Project 22: Matrix Calculus Backpropagation Workbench

Build a matrix-form gradient verification lab that makes backpropagation auditable instead of magical.

Quick Reference

Attribute	Value
Difficulty	Level 4: Expert (The Systems Architect)
Time Estimate	2-3 weeks
Main Programming Language	Python
Alternative Programming Languages	Julia, Rust, MATLAB
Coolness Level	Level 4: Hardcore Tech Flex
Business Potential	1. The “Resume Gold” (Educational/Personal Brand)
Knowledge Area	Matrix Calculus / Deep Learning Internals
Main Book	“The Matrix Calculus You Need for Deep Learning” by Parr and Howard

1. Learning Objectives

Derive Jacobian/Hessian components with shape discipline.
Implement matrix-chain-rule backpropagation end to end.
Build finite-difference gradient checks for each parameter block.
Diagnose mismatch signatures (transpose bugs, reduction bugs, saturation).

2. All Theory Needed (Per-Concept Breakdown)

Concept A: Jacobians and Shape Semantics

Fundamentals A Jacobian captures output sensitivity to input dimensions. Shape errors in Jacobians are one of the most common deep-learning implementation failures.

Deep Dive into the concept Pick one Jacobian convention and keep it global. Every forward operator should publish output shape and local derivative shape contract. Composed layers then become explicit matrix products of local Jacobians. This reveals where transposes, broadcasts, and reductions must appear.

Concept B: Matrix Chain Rule

Fundamentals Backpropagation is reverse-mode application of chain rule on composed vector functions.

Deep Dive into the concept Layerwise gradients flow from loss to parameters through intermediate activations. The matrix form compresses scalar derivations and better matches modern implementations. Correctness depends on matching both arithmetic and shape transformations.

Concept C: Numerical Gradient Checking

Fundamentals Finite differences are a sanity oracle for analytical gradients.

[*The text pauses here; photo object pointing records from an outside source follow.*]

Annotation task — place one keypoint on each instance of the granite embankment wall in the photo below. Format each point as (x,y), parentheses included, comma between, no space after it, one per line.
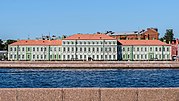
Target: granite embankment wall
(90,94)
(90,64)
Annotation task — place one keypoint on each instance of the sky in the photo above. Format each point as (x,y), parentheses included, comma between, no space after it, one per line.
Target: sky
(23,19)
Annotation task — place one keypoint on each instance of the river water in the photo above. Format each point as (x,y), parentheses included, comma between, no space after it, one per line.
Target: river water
(67,78)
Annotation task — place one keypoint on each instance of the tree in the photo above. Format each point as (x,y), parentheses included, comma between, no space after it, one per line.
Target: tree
(169,36)
(1,45)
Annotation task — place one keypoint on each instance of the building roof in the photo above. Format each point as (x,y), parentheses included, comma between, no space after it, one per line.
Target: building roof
(143,42)
(89,37)
(37,43)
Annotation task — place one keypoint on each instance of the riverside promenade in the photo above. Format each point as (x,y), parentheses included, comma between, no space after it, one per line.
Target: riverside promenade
(91,64)
(89,94)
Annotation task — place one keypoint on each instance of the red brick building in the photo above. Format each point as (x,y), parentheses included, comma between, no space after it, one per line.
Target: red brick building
(149,34)
(174,51)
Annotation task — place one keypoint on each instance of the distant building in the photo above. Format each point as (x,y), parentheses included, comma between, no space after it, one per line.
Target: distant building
(144,50)
(3,55)
(33,50)
(149,34)
(89,47)
(86,47)
(174,51)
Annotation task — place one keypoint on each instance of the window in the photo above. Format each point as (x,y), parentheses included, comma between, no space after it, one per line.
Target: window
(114,56)
(93,49)
(15,49)
(114,49)
(138,49)
(22,56)
(128,56)
(37,48)
(110,57)
(109,49)
(97,49)
(28,56)
(167,49)
(106,49)
(11,56)
(123,56)
(14,56)
(64,49)
(28,49)
(160,49)
(145,49)
(72,49)
(106,56)
(19,49)
(101,56)
(141,56)
(97,57)
(137,56)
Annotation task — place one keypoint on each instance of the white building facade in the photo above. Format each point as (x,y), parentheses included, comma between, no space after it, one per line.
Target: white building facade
(89,47)
(27,50)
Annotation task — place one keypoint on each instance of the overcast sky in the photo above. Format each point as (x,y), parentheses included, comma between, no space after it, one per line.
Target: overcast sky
(20,19)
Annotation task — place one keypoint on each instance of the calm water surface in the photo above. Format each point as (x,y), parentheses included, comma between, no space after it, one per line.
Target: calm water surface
(65,78)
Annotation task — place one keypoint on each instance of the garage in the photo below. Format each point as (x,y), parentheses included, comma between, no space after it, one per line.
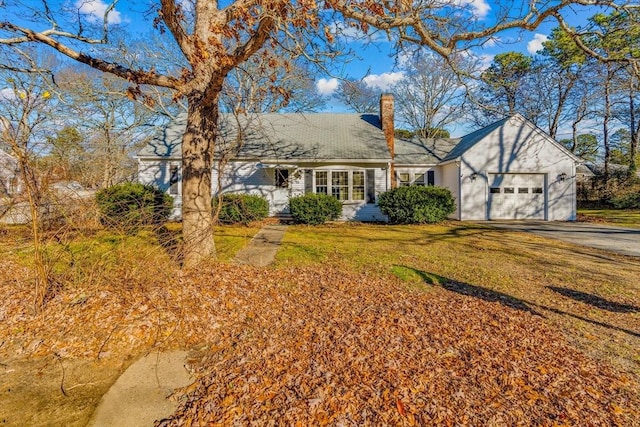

Deep Dive into the concept Use centered differences and robust relative-error denominators. Very small gradients need careful interpretation to avoid false positives.

3. Build Blueprint

Implement affine-only network and analytic gradients.
Add nonlinearity and softmax-cross-entropy.
Add gradient checker per parameter tensor.
Emit layerwise mismatch diagnostics.

4. Real-World Outcome (Target)

$ python matrix_calculus_lab.py --model mlp2 --batch 8

Forward loss: 1.209341
Gradient check dL/dW1: 4.7e-07
Gradient check dL/dW2: 5.3e-07
Chain-rule consistency: PASS

5. Core Design Notes from Main Guide

Core Question

“How does backpropagation work when every derivative is a matrix derivative?”

Common Pitfalls

Inconsistent batch reduction conventions
Hidden transpose mistakes
Misleading gradient-check thresholds near zero

Definition of Done

All layer gradients pass finite-difference checks
Shape assertions exist for every forward/backward step
Failure logs isolate offending tensor blocks
Matrix-form derivation is documented

6. Extensions

Add Hessian-vector product checks.
Compare reverse-mode and forward-mode cost.
Add tensor-notation documentation for 3D batches.